E i quattro magnifici artisti ci regalano un viaggio musicale che fluttua dalle Americhe al Mediterraneo, e ritorno. In un vortice che va da “I’ve Got the World on a String”, standard jazz del 1932, composto da Harold Arlen (l’autore di “Over the Rainbow”) e portato al successo da Cab Calloway, leggendario cantante del Cotton Club di New York, e ripreso poi da Bing Crosby e da Frank Sinatra, che ne fece una hit, solo per citare alcuni dei miti che l’hanno interpretata; per passare poi ai sapori latino-brasiliani di “Flor de lis” del 1976, forse la bossa nova più conosciuta di Djavan.

Arriva poi un commovente omaggio al genio e alla grazia di Pino Daniele con una versione struggente di “Quando”, dedicata anche al suo grande contrabbassista Rino Zurzolo, prematuramente scomparso, che Beatrice ha avuto come maestro e mentore.
È la volta di un inedito, “Fly”, composto proprio dalla Valente e dedicato con profondo affetto al suo contrabbasso, solo apparentemente ingombrante zavorra e pesante compagno di viaggio, che invece le cambia la vita, permettendole ogni giorno di spiccare il suo inarrestabile volo. Torna il calore di Rio De Janeiro, con una composizione di Carlos Lyra, “Influência do Jazz”, altra affascinante bossa nova, dove il batterista, Rocco Sagaria, offre un saggio esplosivo del suo straordinario talento.

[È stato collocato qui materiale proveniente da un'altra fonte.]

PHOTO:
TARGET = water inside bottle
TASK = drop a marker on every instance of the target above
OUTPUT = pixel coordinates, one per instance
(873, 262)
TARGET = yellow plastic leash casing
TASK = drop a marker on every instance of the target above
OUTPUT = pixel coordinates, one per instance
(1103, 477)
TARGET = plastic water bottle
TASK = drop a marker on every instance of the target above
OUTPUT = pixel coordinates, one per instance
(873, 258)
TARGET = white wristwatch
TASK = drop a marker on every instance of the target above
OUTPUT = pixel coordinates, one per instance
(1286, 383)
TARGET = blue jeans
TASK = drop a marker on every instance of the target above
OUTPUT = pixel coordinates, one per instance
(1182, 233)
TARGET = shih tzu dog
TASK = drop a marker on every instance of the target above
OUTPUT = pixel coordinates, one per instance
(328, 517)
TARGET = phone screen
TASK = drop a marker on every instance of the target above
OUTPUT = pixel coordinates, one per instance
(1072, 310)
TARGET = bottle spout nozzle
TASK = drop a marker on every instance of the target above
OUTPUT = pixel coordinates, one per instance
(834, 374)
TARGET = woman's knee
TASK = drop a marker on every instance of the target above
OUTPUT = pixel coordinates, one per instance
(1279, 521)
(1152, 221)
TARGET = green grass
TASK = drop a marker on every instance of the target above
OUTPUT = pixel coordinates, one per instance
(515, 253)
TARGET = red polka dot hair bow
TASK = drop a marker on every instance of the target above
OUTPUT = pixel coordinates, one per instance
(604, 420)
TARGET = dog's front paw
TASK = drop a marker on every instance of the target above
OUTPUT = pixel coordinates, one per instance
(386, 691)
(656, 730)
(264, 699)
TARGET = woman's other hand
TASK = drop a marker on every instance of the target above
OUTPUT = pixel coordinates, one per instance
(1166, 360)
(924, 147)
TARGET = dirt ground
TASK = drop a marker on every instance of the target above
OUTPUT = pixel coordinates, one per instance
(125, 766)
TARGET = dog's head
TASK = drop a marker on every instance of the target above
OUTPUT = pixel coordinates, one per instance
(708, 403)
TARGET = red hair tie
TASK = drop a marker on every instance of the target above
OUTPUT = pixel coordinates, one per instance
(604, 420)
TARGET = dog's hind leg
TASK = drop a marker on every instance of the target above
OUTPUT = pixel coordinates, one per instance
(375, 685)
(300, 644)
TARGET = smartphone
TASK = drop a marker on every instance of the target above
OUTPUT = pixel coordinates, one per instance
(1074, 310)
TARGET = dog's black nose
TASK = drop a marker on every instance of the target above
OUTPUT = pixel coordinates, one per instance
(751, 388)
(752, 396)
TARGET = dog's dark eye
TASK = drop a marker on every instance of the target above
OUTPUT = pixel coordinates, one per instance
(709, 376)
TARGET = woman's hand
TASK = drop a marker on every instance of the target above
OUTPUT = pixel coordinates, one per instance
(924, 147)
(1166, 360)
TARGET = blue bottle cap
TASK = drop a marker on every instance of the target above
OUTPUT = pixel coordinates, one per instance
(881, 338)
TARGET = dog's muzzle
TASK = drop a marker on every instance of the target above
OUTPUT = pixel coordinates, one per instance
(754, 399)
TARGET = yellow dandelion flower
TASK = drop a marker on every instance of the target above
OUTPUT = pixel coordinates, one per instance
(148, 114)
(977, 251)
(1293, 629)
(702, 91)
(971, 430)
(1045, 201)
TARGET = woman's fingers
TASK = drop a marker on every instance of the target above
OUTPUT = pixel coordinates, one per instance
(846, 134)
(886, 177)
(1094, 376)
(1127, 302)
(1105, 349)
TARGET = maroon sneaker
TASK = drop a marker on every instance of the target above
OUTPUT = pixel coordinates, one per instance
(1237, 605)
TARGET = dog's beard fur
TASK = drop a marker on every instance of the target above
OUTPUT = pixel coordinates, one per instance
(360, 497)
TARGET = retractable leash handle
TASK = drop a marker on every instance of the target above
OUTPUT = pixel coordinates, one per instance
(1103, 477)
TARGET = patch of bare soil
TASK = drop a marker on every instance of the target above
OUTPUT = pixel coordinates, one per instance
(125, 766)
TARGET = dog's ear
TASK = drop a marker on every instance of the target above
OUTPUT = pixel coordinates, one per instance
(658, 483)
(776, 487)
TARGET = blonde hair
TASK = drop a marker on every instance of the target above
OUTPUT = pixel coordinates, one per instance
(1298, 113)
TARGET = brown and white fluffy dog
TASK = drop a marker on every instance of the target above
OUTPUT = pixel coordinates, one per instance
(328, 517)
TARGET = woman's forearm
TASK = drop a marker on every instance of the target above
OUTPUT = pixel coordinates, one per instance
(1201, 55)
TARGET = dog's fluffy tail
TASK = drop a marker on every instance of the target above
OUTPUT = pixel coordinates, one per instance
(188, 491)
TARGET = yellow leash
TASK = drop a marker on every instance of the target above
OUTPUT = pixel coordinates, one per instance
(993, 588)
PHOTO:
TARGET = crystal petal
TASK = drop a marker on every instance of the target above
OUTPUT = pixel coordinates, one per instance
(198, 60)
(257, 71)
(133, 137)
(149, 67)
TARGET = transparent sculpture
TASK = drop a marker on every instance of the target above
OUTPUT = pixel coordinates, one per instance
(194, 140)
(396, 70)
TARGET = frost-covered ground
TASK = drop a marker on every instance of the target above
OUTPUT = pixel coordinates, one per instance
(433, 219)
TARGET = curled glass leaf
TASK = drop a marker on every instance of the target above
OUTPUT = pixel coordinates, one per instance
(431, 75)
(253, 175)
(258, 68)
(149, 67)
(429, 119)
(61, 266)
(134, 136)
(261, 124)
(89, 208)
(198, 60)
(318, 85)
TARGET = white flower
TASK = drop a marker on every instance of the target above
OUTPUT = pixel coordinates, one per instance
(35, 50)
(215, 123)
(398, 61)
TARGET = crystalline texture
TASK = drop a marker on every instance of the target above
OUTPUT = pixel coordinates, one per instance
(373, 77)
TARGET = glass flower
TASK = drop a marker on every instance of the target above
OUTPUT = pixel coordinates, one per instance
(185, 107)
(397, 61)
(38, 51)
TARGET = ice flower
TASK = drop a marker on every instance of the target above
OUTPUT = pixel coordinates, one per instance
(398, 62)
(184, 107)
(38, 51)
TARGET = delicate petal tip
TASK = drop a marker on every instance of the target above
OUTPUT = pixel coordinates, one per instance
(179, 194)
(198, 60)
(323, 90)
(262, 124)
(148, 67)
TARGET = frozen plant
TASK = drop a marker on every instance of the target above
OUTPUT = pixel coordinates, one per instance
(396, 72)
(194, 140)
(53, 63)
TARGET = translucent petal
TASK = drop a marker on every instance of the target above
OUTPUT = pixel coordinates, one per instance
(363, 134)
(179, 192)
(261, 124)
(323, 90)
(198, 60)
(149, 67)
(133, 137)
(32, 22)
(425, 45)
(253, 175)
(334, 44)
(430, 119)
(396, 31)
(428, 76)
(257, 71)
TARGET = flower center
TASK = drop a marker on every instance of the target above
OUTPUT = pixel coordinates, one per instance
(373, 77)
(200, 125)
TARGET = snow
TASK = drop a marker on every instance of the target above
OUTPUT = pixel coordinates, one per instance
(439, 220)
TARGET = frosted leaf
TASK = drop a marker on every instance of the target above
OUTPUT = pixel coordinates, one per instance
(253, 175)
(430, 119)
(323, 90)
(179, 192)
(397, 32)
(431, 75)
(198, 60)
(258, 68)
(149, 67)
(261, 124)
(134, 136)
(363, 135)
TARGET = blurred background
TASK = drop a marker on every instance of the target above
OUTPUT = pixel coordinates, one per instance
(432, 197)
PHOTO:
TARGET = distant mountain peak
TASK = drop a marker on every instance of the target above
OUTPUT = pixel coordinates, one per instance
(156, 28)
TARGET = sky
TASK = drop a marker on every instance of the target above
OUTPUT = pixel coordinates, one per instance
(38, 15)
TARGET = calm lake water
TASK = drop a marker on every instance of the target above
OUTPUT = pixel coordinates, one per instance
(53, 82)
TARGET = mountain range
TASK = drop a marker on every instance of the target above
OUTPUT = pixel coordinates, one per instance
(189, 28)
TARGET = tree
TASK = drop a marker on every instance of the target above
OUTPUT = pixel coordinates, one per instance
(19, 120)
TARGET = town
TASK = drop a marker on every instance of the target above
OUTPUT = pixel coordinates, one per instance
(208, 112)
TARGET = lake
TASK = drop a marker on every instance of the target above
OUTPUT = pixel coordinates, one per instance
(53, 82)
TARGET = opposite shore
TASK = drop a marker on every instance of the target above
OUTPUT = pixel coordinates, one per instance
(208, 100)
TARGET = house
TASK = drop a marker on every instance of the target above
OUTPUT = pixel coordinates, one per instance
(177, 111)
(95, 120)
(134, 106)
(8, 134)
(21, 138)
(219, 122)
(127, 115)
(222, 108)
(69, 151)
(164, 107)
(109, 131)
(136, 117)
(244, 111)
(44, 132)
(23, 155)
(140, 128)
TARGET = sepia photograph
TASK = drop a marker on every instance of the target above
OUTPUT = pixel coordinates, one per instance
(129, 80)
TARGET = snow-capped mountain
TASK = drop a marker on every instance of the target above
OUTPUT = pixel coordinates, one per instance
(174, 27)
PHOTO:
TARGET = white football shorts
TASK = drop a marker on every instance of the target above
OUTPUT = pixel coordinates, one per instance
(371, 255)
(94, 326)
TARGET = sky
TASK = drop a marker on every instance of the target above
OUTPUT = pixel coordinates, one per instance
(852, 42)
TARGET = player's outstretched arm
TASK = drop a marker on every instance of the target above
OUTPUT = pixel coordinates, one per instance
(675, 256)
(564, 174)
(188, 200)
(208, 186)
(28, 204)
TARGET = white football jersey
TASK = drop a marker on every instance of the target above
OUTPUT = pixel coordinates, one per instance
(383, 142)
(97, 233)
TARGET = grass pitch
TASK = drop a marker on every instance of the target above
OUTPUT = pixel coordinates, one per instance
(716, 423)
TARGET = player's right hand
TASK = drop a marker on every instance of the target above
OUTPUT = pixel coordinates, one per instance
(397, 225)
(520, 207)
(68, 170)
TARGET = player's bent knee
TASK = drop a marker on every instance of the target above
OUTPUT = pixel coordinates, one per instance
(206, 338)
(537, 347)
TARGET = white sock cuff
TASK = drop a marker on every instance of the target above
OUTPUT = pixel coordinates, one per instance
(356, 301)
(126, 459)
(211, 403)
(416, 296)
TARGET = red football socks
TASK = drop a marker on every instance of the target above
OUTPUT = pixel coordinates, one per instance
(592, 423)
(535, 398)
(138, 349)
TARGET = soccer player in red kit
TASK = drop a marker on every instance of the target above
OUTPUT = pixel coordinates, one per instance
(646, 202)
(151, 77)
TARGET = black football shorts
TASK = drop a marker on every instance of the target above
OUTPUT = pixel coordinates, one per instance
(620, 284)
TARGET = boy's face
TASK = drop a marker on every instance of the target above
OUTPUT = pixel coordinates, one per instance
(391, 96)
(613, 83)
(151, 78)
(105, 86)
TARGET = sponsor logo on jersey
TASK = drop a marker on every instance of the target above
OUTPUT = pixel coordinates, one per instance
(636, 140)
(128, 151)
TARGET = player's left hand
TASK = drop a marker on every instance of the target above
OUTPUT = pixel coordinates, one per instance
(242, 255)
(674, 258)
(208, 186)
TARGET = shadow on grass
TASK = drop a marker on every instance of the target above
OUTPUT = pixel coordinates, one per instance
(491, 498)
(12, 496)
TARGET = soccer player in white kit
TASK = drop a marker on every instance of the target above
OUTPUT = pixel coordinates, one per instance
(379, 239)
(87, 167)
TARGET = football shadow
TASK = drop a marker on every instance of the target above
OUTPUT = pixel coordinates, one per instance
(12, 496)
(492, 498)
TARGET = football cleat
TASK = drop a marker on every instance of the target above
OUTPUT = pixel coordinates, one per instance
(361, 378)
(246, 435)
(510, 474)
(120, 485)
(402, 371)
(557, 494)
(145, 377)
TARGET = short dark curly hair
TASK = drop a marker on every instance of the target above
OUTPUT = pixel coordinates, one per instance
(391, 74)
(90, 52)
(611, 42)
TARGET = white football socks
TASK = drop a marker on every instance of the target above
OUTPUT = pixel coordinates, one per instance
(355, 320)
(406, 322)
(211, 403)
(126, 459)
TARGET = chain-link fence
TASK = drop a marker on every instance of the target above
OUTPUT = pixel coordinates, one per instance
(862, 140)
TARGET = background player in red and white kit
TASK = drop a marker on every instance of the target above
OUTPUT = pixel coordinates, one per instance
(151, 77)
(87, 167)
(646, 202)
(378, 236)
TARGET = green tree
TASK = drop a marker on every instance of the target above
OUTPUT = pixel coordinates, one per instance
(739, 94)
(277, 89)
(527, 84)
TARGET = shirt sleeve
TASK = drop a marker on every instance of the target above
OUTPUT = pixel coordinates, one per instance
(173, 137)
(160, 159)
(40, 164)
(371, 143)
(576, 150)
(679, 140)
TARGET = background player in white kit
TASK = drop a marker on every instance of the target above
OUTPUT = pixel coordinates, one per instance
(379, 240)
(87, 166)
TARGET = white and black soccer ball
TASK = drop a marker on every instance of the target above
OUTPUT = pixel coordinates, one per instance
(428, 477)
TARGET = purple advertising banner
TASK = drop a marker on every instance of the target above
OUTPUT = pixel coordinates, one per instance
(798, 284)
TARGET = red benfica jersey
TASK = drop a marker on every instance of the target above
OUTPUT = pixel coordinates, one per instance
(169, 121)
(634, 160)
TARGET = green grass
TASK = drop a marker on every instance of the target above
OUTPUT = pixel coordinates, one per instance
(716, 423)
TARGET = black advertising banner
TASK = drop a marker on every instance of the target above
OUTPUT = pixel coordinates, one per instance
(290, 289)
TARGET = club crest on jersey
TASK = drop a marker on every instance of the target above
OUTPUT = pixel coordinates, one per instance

Il sesto brano è una folgorazione di rara bellezza, raffinata e spumeggiante, intitolata “Blame it on my Youth” altro capolavoro, standard jazz, cantato da tutti i più grandi, scritto nel 1934 da Oscar Levant, artista poliedrico, pianista, compositore, autore, attore, conduttore e tanto altro, che ricordiamo anche nel film capolavoro “Un americano a Parigi”.
Segue ancora un omaggio al Sudamerica, con il brano “Brazil” di Jobim.
Non poteva mancare “lo standard” di gran classe “It Don’t mean a thing, (If It Ain’t Got That Swing)” (1931) di Duke Ellington, dove abbiamo ammirato il piano di Ergio Valente e la batteria di Rocco Sagaria, affrontarsi in una serratissima gara di “solo”.
Ecco poi un omaggio alla storia della musica leggera e ai cantautori italiani, con un ricordo di Luigi Tenco e un grande arrangiamento della sua “Mi sono innamorato di te” del 1962.
E poi Beatrice Valente affronta con garbo e trasporto le raffinate note e le toccanti parole di “Oh Che Sarà” scritta da Ivano Fossati su una traduzione, accorciata, della canzone O que será del cantautore brasiliano Francisco “Chico” Buarque de Hollanda. Ci cattura il bellissimo gioco a due voci, di grandissimo effetto, tra la chitarra di Massimo Barrella e il pianoforte di Ergio Valente.

L’ultimo brano è un altro storico standard, “(Get Your Kicks On) Route 66”, dove la chitarra di Massimo Barrella, spadroneggia alla grande, pur sempre nel grandissimo “interplay” con tutti gli altri strumenti, dove il contrabbasso freme e balla letteralmente, fino ad arrivare al vivacissimo dialogo finale, tra batteria e voce, il tutto in un tripudio esaltante di esemplare tecnica be-bop. Gli applausi scroscianti, i tanti “bravi” e “bis” del pubblico esultante, portano i nostri bravissimi musicisti a un doveroso bis, un “Samba brasileiro”, per chiudere in bellezza. (Monica Carbini).